Following a thorough investigation and the selection of the sequence, four supplementary metal ions (Ni, Cd, Hg, and Mn) were used in the cross-reactivity assays to enhance selectivity investigations. The selective Cu(II)-binding M13 phage clone that displaces the MHIVPHE peptide demonstrated a strong affinity for copper(II) ions while exhibiting minimal affinity for other metal ions, such as Ni, Cd, Hg, and Mn. This result is of great importance, as the selectivity of the chemosensor for specific ions is crucial.
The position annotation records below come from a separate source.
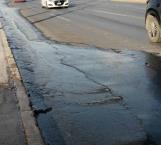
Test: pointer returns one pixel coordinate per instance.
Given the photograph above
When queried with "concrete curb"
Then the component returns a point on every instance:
(32, 133)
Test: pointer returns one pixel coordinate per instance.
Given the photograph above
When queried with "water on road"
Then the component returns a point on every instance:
(87, 96)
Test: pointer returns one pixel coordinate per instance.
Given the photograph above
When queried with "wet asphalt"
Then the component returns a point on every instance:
(87, 95)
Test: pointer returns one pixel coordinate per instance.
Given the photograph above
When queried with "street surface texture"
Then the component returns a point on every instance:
(11, 128)
(98, 23)
(85, 95)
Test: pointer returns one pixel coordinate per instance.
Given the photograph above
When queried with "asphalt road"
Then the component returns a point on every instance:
(102, 23)
(82, 95)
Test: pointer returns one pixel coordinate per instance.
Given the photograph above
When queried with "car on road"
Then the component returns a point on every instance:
(54, 3)
(153, 20)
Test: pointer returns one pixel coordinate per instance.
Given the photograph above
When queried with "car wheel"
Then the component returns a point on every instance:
(46, 4)
(153, 28)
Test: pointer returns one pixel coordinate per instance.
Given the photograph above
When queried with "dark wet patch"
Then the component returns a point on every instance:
(106, 101)
(41, 111)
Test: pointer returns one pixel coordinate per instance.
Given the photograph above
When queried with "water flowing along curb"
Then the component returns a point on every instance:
(32, 133)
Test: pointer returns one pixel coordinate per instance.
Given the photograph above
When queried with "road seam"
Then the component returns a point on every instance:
(32, 132)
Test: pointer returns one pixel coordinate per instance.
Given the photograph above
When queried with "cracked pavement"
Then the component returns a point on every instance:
(85, 95)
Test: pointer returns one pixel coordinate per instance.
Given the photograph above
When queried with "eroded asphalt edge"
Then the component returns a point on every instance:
(32, 133)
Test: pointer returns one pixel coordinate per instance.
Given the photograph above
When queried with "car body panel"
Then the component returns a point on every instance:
(154, 7)
(55, 3)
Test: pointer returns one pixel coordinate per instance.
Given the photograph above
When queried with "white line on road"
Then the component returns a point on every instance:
(117, 14)
(65, 19)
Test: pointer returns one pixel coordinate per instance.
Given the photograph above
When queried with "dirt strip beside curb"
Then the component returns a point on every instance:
(32, 133)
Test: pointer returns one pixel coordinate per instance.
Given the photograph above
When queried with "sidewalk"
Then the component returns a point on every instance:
(17, 122)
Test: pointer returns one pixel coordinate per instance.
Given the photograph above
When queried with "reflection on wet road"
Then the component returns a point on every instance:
(88, 96)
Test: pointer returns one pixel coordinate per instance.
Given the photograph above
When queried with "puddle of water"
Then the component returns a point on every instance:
(77, 84)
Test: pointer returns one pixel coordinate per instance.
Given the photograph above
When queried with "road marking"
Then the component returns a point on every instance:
(117, 14)
(131, 1)
(65, 19)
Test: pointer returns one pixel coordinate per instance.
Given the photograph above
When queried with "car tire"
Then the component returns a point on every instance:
(153, 28)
3.3. Design of Modifications and Sold Phase Peptide Synthesis

The unique selective native peptide sequence Met-His-Val-Ile-Pro-His-Glu (P-11) selected from Phage Display experiments was modified to obtain specific optic functions of peptide. Metal ion-binding peptide was synthesized on Rink Amide resin by Fmoc/tBu microwave-assisted solid phase peptide synthesis [24]. The fluorophore (dansyl chloride) and tryptophan as donor were conveniently attached during SPPS, eliminating the need for labeling reactions. Dansyl (DNS) was introduced at the N-terminal side of the peptide, tryptophan residue was inserted at the C-terminus manually, in separate step. Flexible linker like lysine residue was inserted between native sequence and donor fluorophore to increase the peptide's solubility, minimize steric hindrance and ensure proper positioning of the fluorophore (Figure 3). Labeling peptides by use of dansyl chloride (DNS-Cl) is a versatile and highly sensitive means of fluorescent detection. DNS was chosen for the construction of the chemosensor due to its strong fluorescence, relatively long emission wavelength in the visible region and rapid reactivity with primary amines. Moreover, sequence labeling with dansyl fluprophore allows for very rapid detection at a low quantity in fluorescent spectroscopy. DNS typically exhibits strong fluorescence at 540 nm when excited at an appropriate wavelength, usually around 330 nm [25,26]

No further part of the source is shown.